Monday, June 30, 2014

Somerville Writer Mitch Evich: A Geography of Peril: Essays About Growing Up in the Northwest.




 
Somerville Writer Mitch Evich: A Geography of Peril: Essays About Growing Up in the Northwest.

By Doug Holder

Somerville writer Mitch Evich has lived in our burg for many years, but he is originally from the Pacific Northwest. I  had the pleasure of interviewing him years ago about his novel The Clandestine Novelist.  Now Evich has landed with a new collection of essays. A good portion of his collection deals with salmon fishing, and its trials and tribulations. I must admit that my extent of knowledge of the heroic salmon is limited to the Nova on my morning bagel.
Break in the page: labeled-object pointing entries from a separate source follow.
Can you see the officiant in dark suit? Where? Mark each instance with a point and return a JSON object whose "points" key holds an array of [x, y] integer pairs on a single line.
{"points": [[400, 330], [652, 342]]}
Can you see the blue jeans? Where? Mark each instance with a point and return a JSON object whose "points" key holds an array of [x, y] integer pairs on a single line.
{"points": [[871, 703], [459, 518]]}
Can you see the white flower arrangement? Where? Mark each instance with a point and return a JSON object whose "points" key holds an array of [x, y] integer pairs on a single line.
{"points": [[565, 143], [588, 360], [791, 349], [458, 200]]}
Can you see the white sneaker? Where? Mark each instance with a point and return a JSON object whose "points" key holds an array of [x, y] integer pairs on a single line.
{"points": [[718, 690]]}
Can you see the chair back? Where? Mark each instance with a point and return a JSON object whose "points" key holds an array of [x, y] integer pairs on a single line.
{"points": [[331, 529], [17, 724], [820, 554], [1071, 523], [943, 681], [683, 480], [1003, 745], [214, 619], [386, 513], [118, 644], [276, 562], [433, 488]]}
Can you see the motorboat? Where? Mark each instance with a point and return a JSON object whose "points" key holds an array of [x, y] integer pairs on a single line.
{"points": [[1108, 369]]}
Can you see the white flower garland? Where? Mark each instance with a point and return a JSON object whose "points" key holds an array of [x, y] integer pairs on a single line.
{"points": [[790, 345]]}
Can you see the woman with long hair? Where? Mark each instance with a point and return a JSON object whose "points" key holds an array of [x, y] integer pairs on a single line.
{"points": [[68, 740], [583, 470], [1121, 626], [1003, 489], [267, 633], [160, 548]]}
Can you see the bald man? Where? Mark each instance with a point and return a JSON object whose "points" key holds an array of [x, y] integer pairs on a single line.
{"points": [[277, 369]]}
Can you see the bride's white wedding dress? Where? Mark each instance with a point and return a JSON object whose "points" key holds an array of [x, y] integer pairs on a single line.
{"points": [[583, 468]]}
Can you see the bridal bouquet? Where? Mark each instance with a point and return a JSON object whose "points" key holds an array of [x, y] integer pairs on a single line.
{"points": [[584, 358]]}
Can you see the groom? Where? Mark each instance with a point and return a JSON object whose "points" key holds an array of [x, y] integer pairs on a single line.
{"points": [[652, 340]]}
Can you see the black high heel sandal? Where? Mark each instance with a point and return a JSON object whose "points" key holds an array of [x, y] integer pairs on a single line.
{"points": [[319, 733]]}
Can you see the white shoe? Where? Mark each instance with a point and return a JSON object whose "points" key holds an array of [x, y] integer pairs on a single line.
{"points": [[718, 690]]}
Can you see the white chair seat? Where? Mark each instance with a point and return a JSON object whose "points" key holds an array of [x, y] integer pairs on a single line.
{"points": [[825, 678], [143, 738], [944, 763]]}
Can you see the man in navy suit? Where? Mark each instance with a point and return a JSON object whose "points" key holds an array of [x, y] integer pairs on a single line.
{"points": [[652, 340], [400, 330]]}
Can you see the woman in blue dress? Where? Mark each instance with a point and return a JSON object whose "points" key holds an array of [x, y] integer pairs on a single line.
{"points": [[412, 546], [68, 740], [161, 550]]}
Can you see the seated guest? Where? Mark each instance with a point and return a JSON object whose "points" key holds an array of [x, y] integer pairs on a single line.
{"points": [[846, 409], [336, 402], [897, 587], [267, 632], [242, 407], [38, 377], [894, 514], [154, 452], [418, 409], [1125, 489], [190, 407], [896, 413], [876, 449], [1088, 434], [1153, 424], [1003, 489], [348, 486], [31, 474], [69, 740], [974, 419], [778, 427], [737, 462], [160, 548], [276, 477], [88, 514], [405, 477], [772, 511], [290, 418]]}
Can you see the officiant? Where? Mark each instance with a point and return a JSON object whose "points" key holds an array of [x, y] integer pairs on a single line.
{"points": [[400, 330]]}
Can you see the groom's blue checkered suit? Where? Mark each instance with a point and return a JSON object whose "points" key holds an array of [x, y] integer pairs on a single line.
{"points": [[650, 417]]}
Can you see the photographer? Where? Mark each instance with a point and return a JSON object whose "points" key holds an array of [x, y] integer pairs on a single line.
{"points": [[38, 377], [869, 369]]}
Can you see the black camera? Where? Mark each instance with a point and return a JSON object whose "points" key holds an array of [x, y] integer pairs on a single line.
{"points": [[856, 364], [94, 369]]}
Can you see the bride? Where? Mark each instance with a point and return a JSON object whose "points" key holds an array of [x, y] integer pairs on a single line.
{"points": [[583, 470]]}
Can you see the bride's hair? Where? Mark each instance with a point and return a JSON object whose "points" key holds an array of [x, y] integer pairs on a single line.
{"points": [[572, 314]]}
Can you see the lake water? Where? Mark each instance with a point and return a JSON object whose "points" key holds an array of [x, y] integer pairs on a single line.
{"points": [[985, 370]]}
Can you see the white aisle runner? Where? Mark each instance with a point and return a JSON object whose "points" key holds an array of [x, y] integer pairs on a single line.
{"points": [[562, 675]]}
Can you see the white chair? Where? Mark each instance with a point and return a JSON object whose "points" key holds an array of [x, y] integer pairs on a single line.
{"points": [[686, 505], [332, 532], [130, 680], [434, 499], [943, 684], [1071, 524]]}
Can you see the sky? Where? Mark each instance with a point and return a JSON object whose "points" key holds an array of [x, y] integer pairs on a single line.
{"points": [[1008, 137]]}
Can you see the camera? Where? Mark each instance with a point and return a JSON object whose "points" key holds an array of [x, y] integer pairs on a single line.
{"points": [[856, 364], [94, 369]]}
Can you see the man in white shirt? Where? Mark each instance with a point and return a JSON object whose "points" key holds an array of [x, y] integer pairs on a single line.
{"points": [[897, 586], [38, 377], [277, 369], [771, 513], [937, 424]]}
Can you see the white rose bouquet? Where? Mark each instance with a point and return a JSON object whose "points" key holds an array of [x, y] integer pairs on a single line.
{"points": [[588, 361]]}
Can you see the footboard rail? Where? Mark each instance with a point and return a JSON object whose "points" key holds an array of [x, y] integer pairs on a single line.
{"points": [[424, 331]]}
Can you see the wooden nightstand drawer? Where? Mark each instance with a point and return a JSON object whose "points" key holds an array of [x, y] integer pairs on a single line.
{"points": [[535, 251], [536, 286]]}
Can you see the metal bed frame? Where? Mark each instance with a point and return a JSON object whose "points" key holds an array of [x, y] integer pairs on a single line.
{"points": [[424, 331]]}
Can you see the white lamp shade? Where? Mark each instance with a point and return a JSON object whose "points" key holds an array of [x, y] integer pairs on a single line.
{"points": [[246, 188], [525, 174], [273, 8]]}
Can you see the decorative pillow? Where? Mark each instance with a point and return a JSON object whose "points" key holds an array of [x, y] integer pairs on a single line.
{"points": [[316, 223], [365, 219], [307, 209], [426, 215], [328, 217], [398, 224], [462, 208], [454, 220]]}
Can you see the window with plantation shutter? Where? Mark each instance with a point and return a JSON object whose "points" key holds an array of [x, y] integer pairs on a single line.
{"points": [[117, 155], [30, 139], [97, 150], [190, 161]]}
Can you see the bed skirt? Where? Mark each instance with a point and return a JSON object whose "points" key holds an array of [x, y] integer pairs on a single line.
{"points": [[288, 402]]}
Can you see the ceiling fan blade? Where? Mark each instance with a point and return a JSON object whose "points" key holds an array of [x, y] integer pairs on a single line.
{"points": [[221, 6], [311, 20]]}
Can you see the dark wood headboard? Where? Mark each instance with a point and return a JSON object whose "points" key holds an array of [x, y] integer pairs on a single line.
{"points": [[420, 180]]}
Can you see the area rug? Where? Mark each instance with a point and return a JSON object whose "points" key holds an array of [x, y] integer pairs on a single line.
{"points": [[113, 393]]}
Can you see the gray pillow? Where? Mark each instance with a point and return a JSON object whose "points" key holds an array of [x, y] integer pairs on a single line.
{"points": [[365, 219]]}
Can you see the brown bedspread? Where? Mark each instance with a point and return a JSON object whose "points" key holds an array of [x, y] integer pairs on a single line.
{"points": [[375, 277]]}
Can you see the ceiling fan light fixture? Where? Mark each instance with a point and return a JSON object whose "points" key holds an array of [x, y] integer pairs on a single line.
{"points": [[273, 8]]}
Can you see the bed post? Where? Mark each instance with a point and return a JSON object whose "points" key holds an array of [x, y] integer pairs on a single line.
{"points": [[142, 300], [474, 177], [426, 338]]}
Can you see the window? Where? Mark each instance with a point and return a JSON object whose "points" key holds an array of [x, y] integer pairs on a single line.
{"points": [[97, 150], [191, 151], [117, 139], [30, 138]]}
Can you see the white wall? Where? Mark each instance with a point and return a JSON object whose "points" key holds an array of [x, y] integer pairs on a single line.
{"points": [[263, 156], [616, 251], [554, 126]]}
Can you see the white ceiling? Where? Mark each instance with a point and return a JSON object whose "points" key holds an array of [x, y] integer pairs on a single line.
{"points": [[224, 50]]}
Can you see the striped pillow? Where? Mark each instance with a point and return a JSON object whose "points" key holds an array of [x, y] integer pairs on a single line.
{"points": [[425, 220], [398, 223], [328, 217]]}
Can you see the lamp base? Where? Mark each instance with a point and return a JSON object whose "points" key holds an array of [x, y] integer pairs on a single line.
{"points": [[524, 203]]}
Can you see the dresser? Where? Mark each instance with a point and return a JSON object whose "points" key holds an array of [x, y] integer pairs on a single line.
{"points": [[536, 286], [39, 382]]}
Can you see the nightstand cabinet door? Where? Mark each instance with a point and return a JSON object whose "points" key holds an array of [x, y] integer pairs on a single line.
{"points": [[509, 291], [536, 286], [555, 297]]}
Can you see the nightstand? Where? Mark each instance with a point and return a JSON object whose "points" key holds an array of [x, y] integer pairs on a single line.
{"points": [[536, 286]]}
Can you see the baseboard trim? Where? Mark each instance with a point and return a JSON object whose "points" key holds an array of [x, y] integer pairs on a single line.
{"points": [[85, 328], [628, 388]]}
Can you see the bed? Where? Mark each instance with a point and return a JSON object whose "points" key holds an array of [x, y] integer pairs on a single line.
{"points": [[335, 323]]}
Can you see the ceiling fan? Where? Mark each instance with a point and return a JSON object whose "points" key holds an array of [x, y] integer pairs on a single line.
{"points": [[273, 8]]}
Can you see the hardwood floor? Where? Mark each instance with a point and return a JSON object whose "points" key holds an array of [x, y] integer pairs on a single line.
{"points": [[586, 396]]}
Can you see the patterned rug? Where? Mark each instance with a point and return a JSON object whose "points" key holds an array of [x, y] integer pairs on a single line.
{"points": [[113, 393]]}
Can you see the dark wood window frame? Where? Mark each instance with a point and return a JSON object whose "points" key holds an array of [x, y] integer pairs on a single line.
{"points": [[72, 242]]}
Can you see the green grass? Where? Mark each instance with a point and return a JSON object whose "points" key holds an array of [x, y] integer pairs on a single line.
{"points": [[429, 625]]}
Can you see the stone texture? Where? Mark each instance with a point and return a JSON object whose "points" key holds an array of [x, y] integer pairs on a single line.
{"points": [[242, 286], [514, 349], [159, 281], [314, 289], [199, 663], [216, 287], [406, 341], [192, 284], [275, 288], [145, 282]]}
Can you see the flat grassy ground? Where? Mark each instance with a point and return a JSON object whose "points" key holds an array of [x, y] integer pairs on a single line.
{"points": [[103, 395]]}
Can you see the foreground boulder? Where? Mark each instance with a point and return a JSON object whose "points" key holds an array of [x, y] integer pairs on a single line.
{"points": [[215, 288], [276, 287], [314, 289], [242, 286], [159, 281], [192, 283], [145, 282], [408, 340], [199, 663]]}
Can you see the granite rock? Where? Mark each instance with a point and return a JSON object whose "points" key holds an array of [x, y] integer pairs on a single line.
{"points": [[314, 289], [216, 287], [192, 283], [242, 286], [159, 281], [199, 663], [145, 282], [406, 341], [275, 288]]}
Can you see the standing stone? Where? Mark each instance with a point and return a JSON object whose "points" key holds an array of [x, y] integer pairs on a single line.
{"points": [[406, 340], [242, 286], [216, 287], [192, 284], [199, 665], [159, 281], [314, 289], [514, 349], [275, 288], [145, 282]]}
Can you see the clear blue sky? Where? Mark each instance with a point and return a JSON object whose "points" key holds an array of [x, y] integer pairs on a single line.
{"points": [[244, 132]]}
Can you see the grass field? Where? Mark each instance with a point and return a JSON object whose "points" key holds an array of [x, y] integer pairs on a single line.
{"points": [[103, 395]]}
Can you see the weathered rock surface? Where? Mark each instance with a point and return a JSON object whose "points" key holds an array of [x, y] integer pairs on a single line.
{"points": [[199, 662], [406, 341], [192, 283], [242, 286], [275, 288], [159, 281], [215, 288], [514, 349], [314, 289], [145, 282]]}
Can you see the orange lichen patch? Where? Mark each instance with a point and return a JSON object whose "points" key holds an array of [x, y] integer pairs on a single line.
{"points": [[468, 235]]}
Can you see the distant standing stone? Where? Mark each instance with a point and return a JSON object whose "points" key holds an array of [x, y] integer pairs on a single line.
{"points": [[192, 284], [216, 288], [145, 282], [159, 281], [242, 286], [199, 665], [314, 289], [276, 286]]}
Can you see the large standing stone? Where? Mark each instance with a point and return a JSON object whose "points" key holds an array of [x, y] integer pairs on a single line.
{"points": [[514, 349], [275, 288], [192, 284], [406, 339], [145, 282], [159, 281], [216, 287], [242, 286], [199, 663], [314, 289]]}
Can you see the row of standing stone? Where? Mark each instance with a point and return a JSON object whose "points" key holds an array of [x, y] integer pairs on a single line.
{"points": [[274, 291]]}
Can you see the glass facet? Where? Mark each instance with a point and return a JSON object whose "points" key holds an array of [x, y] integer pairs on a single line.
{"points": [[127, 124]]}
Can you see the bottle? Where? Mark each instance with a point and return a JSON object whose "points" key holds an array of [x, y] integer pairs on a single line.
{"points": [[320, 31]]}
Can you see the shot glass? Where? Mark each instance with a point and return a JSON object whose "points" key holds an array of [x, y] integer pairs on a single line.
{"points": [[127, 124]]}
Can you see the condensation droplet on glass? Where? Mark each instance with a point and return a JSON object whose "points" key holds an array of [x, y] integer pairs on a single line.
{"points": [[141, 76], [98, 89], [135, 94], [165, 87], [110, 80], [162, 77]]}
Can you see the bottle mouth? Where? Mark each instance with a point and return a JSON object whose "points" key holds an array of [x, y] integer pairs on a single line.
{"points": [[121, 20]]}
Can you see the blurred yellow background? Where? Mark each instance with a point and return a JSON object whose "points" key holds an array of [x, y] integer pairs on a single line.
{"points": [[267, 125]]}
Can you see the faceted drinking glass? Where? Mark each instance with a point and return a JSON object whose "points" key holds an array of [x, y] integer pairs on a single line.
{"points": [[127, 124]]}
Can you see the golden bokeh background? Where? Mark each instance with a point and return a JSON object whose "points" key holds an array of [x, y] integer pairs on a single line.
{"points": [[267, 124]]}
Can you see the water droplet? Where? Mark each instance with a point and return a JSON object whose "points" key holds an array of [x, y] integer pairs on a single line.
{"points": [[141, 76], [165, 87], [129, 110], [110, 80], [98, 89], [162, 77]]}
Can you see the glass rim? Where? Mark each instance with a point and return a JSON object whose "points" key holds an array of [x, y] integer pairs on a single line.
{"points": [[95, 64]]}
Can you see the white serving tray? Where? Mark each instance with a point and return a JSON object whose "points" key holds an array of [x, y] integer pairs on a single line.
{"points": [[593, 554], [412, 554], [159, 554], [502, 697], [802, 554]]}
But after reading Evich’s  A Geography of Peril… I have a better idea of what the agonies and joys are of the life of a fisherman. Evich grew up in Washington State in the 60s and 70s, worked on his dad’s boat the Independence and was privy to frustration of the oh what a tangled web we weave of fishing nets, the endless repairs of the ship, the diminishment of the fishing industry due to the successful claims of native Americans for 50% of the overall catch from salmon runs, and the endless uncertainties of making a living from this seasonal and mercurial business. Here is an evocative passage in which Evich describes his memory of the boat, his dad, the unraveling of the nets, and the fish when he was a mere lad of eight:

“When I awoke…it was to the grind of machinery, the clanging of brass rings, and the squeak of corks as the seine spooled around the enormous steel drum, seawater pattering against the drum’s drainage well. My dad served as a spotter as I climbed the ladder at the back of the cabin, and then he positioned me, with my legs dangling beneath a very low railing, so I could safely watch the machines and the men at work. The oval-shaped ring of corks, longer than a football field, slowly shrunk. After a while a row of the brass rings emerged above the surface of the water, and two men struggled to thread the cluster of rings with a large steel contraption shaped like, and called, the ‘hairpin.’  Once the rings were out of the water, whatever salmon were in the net were trapped. Some minutes later, twenty or thirty of them landed, flapping and gasping on the fish hold covers.”

Evich goes into his family history, his high school football career, his forays into journalism after college—and all of this is informed by the siren call of his boyhood home.

****  A Geography of Peril is published by Village Books in Bellingham, WA.